I was shaky but relieved by the time I left, but realized I had this nagging sense of something being wrong. And then it hit me. I had told BN I was scared. One of the dynamics we had uncovered about my dad, was that he had gotten very angry when I got scared, so that I had learned to be scared of being scared. Hence, my difficulty in actually admitting when I was. So I was in that place where I *KNEW* BN wasn’t angry in the rational sense, but this wasn’t a rational fear. So less than two hours after I left his office, I called his service and left a message. He called back and I was able to both express my fear and my realization that this was really about my father (my actual words were that I was a “triggered mess”) but needed to hear that he wasn’t angry. He was very reassuring about not being angry as well as affirming about being glad that I was able to express how I felt to him.

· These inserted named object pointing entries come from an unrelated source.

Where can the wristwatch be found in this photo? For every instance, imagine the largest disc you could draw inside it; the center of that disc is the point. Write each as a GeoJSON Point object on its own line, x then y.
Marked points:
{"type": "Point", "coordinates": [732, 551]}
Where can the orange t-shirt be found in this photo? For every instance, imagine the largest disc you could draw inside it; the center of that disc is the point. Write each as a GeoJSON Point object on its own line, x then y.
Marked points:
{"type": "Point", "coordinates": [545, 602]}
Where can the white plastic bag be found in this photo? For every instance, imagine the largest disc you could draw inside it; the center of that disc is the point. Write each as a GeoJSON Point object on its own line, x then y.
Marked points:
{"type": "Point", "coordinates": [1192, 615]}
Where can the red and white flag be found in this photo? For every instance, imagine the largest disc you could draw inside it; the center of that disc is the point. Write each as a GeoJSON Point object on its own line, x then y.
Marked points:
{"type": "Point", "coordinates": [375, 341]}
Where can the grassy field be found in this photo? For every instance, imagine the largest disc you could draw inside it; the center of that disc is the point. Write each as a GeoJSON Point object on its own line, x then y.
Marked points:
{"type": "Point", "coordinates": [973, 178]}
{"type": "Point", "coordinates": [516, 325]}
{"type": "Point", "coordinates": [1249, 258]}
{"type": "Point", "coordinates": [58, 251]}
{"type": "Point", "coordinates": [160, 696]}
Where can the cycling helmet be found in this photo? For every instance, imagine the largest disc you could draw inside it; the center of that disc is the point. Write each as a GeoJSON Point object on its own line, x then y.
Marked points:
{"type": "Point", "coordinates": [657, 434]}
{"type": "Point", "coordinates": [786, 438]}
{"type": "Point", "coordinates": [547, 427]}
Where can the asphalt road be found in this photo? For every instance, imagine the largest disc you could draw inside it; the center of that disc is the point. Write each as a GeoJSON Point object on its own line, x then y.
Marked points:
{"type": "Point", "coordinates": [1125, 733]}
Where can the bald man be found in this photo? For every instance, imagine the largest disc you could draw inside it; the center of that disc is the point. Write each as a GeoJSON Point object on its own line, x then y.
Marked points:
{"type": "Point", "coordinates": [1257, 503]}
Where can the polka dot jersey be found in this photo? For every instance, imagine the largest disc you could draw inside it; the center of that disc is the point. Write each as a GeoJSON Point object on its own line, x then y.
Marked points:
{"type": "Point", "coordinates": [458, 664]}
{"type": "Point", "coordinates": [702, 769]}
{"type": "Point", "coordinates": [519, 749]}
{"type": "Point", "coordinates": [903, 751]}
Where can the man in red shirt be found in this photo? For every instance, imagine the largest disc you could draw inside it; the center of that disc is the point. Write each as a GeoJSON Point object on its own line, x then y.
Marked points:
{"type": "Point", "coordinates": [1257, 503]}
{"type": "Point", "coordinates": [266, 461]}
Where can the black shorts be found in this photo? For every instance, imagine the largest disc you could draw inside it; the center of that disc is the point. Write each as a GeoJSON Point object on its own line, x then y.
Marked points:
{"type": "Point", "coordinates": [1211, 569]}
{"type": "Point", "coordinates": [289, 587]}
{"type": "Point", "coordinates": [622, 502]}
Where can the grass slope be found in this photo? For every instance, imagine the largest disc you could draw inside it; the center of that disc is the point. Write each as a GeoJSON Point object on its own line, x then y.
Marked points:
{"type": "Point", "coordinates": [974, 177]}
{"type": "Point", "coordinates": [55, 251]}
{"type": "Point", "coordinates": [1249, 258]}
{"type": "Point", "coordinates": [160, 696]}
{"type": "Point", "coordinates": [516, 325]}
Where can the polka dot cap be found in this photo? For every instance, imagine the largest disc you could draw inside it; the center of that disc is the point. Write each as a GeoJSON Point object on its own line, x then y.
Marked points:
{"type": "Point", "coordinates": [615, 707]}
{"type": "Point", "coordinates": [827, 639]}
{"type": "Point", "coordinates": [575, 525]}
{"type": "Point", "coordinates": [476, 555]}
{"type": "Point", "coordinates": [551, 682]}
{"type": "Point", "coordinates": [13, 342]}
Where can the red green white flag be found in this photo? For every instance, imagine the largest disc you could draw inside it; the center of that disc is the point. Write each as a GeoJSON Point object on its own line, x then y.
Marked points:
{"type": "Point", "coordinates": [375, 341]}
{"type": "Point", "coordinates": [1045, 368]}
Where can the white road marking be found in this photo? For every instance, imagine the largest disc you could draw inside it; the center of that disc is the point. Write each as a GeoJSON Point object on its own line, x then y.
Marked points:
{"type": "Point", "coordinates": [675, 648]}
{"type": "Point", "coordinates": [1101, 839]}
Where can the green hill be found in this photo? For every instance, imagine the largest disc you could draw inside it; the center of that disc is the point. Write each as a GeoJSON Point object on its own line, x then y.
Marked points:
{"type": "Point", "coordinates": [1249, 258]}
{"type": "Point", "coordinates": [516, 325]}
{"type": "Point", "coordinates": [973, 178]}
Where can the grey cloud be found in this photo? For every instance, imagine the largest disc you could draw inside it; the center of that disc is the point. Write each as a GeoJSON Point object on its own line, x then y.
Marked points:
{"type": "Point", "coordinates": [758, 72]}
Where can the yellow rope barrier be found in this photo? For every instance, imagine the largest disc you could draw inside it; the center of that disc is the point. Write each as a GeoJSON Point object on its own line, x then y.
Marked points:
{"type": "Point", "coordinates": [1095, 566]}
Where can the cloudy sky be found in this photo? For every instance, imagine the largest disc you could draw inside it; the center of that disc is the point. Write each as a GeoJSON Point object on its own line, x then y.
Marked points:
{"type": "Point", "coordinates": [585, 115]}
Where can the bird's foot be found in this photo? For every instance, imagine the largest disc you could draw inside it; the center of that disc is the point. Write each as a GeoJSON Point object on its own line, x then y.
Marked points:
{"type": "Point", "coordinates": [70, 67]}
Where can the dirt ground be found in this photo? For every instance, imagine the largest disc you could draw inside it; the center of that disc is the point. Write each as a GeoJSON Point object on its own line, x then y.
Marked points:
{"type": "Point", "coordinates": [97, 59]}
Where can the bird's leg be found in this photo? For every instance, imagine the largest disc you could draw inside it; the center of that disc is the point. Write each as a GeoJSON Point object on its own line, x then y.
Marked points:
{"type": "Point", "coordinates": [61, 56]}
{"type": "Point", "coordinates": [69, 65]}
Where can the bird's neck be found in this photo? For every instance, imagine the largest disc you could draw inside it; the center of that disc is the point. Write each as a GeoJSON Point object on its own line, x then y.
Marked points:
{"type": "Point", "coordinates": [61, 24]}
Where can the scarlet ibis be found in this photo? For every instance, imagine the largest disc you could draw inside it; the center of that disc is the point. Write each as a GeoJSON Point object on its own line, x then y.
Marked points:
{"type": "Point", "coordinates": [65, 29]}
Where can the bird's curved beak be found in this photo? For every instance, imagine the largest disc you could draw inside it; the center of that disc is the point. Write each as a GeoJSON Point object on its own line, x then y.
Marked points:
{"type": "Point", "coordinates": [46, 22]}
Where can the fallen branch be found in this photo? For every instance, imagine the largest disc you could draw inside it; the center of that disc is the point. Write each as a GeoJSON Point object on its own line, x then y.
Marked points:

Total elapsed time: 57 seconds. Which helped to reinforce one more thing he had told me during our session which was that I was tolerating the limits of our relationship better now than in the past. News to me, but I’ll take it. 🙂
So I am continuing to process. The grief comes and goes, sometimes quite suddenly. I am trying not to fight it. When I start to feel sad, I stop and allow myself to cry or feel the hurt. I talk to my husband and my friends as much as I can bear to (or my perception of how much they can bear to listen). I promise myself if the pain gets too bad or too scary I can contact BN again. I am waiting in suspended animation until early November to go speak to my aunt in the hope that she will provide more details. Actually that she will provide any information at all about my father. I am so very tired of not speaking, of not knowing, of not being able to trust what the truth is. But I am acutely aware that this is my family and that the only satisfaction I may derive from this trip is knowing that I went and asked the questions. That may have to be enough. I know there is joy further down the road. I know that I will be ok. I just wish my memory of those things were more vivid at the moment. And I am sorry. In so many ways, I feel like my mission, my purpose here, in my writing, is to offer hope for people struggling to heal. Because I believe in healing, I believe that we can heal and that there is always reason to hope. But there are times when even I cannot feel it. When in doubt, offer the truth. It’s hard right now. Thank you for reading, it is important to me to be heard right now. And it is less lonely knowing you are all out there.